Closed e3oroush closed 2 months ago
Can you share the full code you used here to produce the model and/or the checkpoint? Do you get the same result without specifying --kv-cache-dtype fp8
?
We have an accurate llama 2 7B checkpoint without kv cache quant: https://huggingface.co/neuralmagic/Llama-2-7b-chat-hf-FP8
Thanks for your response.
I used the exact same code for llama3-70B just changed the model. Here's the code:
from datasets import load_dataset
from transformers import AutoTokenizer
from auto_fp8 import AutoFP8ForCausalLM, BaseQuantizeConfig
pretrained_model_dir = "meta-llama/Llama-2-70b-hf"
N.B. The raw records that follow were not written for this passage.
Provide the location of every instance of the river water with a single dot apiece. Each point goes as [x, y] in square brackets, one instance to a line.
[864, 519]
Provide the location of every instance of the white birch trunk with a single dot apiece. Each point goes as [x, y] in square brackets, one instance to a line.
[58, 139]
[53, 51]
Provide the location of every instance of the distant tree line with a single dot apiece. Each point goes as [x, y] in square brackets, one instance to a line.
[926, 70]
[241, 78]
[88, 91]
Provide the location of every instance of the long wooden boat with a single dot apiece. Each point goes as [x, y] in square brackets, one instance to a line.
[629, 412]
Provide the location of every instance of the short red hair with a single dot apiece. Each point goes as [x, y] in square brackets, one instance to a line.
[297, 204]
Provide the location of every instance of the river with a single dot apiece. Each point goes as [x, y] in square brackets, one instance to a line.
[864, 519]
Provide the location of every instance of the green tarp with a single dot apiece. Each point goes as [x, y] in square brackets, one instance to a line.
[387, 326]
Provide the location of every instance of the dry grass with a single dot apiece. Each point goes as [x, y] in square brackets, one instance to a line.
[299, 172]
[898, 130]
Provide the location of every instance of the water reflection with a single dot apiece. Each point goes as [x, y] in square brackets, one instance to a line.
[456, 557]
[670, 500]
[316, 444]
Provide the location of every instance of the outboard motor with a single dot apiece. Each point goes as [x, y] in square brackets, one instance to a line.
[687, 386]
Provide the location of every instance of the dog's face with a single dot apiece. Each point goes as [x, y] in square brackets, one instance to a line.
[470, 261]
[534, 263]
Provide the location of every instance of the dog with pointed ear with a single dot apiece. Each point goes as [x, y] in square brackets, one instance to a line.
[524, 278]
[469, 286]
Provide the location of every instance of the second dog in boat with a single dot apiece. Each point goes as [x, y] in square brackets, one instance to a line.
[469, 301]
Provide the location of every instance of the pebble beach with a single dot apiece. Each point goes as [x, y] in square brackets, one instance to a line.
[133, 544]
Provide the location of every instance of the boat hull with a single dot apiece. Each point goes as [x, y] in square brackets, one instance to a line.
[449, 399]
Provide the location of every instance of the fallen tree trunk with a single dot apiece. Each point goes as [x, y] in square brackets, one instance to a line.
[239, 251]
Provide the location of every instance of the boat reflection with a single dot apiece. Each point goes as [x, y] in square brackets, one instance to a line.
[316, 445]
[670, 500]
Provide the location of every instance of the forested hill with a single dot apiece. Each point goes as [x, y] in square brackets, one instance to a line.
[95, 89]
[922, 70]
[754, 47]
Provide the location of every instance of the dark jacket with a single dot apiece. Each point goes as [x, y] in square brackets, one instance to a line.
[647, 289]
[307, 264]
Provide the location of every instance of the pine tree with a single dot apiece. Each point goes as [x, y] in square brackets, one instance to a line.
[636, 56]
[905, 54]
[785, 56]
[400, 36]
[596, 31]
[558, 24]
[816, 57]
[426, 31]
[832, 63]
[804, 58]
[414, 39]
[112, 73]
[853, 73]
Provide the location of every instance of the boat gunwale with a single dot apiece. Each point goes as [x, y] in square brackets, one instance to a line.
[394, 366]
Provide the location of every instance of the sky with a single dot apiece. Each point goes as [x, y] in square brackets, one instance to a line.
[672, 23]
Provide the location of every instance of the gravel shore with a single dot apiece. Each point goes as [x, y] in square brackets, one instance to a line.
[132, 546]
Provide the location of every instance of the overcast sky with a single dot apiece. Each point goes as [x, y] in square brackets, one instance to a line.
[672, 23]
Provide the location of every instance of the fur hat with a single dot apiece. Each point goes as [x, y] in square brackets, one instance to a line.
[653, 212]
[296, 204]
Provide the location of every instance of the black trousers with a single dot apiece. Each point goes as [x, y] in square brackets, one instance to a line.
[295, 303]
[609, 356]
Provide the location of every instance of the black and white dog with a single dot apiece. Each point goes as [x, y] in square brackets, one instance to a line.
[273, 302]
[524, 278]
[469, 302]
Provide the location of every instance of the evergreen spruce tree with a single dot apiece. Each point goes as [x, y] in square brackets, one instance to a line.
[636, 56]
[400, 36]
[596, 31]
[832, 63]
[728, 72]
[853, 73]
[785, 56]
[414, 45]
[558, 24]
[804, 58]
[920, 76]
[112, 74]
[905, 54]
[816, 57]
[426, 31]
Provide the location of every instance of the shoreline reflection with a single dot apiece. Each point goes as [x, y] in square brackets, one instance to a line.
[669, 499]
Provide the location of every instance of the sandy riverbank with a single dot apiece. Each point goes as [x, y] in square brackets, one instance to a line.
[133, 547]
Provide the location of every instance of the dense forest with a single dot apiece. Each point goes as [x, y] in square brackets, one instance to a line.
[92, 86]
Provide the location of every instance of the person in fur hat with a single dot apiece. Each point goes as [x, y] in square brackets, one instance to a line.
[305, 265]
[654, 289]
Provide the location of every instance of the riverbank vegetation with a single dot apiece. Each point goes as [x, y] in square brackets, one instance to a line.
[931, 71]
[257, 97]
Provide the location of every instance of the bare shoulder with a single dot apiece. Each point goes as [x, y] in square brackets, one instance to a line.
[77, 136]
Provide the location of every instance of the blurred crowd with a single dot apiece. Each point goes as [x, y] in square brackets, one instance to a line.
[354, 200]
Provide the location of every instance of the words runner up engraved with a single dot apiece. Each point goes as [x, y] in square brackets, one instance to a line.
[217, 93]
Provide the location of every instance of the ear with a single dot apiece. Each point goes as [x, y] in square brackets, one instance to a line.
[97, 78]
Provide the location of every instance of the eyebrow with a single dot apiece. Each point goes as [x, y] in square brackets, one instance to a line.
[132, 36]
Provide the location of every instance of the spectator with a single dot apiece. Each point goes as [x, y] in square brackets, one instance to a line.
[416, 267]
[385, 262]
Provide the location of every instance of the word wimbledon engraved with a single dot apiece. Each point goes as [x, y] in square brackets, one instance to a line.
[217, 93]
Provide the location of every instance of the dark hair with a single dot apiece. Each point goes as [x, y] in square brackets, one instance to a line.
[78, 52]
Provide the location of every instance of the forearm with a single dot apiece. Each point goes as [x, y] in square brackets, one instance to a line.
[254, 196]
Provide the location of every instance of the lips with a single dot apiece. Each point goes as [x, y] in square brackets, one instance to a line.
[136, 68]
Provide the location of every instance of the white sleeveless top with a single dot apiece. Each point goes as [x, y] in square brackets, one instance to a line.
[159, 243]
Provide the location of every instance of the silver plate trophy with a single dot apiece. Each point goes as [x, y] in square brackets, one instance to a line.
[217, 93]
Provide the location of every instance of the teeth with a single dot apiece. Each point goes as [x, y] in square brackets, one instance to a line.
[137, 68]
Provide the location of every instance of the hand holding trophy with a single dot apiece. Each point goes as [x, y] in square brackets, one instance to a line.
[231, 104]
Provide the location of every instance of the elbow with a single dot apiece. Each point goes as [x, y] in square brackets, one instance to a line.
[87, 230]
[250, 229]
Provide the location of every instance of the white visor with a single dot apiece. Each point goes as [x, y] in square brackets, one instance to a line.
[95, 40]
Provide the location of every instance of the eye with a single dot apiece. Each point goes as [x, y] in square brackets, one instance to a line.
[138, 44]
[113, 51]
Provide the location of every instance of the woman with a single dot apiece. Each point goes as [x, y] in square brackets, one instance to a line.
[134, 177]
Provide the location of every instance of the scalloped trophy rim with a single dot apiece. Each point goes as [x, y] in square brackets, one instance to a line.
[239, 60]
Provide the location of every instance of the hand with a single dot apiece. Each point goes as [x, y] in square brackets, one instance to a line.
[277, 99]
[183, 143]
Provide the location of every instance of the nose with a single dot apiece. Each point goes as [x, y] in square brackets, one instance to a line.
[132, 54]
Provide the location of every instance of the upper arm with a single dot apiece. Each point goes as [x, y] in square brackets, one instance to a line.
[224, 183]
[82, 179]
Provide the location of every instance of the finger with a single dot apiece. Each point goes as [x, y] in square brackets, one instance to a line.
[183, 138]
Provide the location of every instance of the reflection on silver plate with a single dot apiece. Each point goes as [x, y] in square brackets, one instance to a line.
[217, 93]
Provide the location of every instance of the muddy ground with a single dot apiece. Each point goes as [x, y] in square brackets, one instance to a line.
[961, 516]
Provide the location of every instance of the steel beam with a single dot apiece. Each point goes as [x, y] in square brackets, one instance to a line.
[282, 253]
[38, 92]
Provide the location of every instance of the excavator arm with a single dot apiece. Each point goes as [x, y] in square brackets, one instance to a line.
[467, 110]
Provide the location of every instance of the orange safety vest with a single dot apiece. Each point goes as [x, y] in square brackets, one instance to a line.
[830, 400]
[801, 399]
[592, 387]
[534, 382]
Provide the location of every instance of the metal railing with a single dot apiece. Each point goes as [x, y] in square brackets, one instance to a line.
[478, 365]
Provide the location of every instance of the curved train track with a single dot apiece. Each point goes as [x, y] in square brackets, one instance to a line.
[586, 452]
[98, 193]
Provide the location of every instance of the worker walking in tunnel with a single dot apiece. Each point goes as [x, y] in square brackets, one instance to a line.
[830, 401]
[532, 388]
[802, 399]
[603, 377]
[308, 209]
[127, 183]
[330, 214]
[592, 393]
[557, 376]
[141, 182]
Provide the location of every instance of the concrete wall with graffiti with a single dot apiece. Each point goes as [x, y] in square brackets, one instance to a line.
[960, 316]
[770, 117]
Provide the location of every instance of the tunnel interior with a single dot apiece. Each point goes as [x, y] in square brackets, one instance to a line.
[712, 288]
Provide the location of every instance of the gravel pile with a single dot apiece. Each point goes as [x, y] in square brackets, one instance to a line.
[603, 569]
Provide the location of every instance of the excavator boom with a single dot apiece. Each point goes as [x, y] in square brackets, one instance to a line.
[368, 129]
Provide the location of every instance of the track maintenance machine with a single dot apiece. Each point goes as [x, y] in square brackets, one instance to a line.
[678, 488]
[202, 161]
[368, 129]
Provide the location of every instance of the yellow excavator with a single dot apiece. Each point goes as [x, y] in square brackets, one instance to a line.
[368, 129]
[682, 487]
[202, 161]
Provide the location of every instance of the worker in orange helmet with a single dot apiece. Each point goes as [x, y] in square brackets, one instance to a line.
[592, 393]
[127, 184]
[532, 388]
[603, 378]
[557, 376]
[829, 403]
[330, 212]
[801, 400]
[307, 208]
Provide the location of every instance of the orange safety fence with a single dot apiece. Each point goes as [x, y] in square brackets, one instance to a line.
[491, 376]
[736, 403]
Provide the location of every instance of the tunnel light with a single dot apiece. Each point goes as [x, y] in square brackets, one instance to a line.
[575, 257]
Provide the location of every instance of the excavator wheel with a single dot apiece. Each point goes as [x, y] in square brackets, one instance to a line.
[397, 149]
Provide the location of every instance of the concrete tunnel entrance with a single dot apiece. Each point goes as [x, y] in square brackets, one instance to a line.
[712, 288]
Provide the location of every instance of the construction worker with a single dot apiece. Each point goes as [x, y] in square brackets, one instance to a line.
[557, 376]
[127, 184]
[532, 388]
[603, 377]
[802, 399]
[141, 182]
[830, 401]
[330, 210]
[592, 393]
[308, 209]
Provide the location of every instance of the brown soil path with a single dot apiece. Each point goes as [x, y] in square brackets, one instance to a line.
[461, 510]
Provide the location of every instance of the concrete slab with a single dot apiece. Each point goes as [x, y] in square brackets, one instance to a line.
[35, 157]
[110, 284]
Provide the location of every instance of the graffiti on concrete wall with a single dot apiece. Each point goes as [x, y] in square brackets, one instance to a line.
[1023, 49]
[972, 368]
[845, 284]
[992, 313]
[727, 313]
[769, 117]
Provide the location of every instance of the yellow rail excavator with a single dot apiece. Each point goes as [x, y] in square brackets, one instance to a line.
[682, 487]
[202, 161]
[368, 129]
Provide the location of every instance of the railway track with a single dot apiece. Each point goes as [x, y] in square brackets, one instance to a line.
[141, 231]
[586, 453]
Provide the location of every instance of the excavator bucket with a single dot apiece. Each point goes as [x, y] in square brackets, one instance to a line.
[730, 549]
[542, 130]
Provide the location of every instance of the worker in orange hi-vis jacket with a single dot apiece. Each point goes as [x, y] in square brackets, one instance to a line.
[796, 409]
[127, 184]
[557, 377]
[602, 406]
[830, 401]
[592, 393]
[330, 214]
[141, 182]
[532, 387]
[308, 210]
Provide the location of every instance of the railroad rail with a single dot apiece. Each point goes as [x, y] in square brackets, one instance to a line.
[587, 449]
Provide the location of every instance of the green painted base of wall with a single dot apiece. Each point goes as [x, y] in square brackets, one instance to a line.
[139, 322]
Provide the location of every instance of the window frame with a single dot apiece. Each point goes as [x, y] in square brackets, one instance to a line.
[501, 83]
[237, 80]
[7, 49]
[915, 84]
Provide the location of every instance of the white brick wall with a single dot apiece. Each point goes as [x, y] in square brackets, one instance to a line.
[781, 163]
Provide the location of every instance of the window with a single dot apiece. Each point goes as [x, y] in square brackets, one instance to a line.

quantized_model_dir = "Meta-Llama-2-70B-hf-FP8-KV"
tokenizer = AutoTokenizer.from_pretrained(pretrained_model_dir, use_fast=True)
tokenizer.pad_token = tokenizer.eos_token
ds = load_dataset("mgoin/ultrachat_2k", split="train_sft")
examples = [tokenizer.apply_chat_template(batch["messages"], tokenize=False) for batch in ds]
examples = tokenizer(examples, padding=True, truncation=True, return_tensors="pt").to("cuda")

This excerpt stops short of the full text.